In his interview with Bihus.Info, Harna Strava's director of procurement, Denys Ushakov, stressed the danger of making deliveries to Ukrainian military warehouses in eastern Ukraine's largely Russian-occupied Donetsk region, "where no one agrees to go because there's a risk of losing the vehicle."

Mileage in the region, he added, "is measured not in a straight line but by [the number of] pontoon crossings."

The Defense Ministry conceded that the prices for contractors' food services reflect the potential need for product replacement if a warehouse is hit "by an enemy shell" or perishable food items spoil.

Alone among the suppliers with which Schemes or Bihus.Info spoke, supplier no. 4 -- contract number 286/2/22/78, which delivers food to the Odesa region, claimed that the company supplies tomatoes, cucumbers, onions, and other food items to the armed forces at below cost.

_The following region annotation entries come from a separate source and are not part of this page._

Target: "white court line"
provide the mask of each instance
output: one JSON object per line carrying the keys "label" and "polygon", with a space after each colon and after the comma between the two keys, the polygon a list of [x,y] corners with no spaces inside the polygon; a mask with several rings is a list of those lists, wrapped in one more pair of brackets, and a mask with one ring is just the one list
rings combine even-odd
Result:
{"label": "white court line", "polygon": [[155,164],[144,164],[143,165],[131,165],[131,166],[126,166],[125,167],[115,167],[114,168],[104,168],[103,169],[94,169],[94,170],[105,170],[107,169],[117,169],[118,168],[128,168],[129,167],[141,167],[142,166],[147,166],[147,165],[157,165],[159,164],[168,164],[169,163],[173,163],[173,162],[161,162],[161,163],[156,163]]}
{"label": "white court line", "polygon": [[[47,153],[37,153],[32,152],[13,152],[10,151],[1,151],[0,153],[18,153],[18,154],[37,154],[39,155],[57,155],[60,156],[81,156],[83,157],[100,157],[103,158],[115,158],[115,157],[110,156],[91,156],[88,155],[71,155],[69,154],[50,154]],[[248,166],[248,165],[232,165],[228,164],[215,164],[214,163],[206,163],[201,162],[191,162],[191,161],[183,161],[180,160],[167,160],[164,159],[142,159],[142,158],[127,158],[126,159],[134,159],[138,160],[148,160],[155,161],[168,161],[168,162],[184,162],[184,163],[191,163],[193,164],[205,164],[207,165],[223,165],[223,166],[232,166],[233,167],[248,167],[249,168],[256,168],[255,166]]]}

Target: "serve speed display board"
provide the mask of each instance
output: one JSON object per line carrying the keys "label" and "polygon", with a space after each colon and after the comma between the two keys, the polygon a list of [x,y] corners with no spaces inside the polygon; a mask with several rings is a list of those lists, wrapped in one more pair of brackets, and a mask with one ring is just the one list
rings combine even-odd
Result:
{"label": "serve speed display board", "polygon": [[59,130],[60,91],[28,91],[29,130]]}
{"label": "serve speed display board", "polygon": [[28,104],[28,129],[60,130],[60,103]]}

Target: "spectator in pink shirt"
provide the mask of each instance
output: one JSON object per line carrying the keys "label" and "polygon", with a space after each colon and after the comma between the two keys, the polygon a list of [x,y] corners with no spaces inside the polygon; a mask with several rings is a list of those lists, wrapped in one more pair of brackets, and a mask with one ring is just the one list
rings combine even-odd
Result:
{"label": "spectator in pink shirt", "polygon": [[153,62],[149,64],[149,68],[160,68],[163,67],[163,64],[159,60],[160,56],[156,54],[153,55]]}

Nonetheless, the representative claimed that the firm was "constantly looking for ways to reduce the price of products for our soldiers."

Other companies did not respond to Schemes' requests for comment by the time of the investigation's publication on March 17.

An E-Solution?

On March 21, President Volodymyr Zelenskiy signed into law a bill that mandates, as of June 20, the publication of prices for all military purchases, apart from weapons, in the electronic procurement platform ProZorro.

ProZorro, suspended in early January because of Russian attacks on Ukraine's energy infrastructure, provides instant access to the "public purchasing data" for all government tenders.

Parliamentary Anti-Corruption Committee Chairwoman Radina sees it as a way to encourage public competition between suppliers that "can give the best prices."

But one of the creators of ProZorro, Maksym Nefyodov, who ran Ukraine's Customs Service from 2019 until 2020, cautions that the portal alone will not solve Ukraine's long-standing food-procurement problems.

"This is a systemic problem that requires a solution that begins well before the tender process," Nefyodov said in a January 24 interview with RFE/RL's Ukrainian Service. "Because with the system of food organization that exists now, even if the tender is personally organized by the pope or Mother Teresa, the results will still be very doubtful."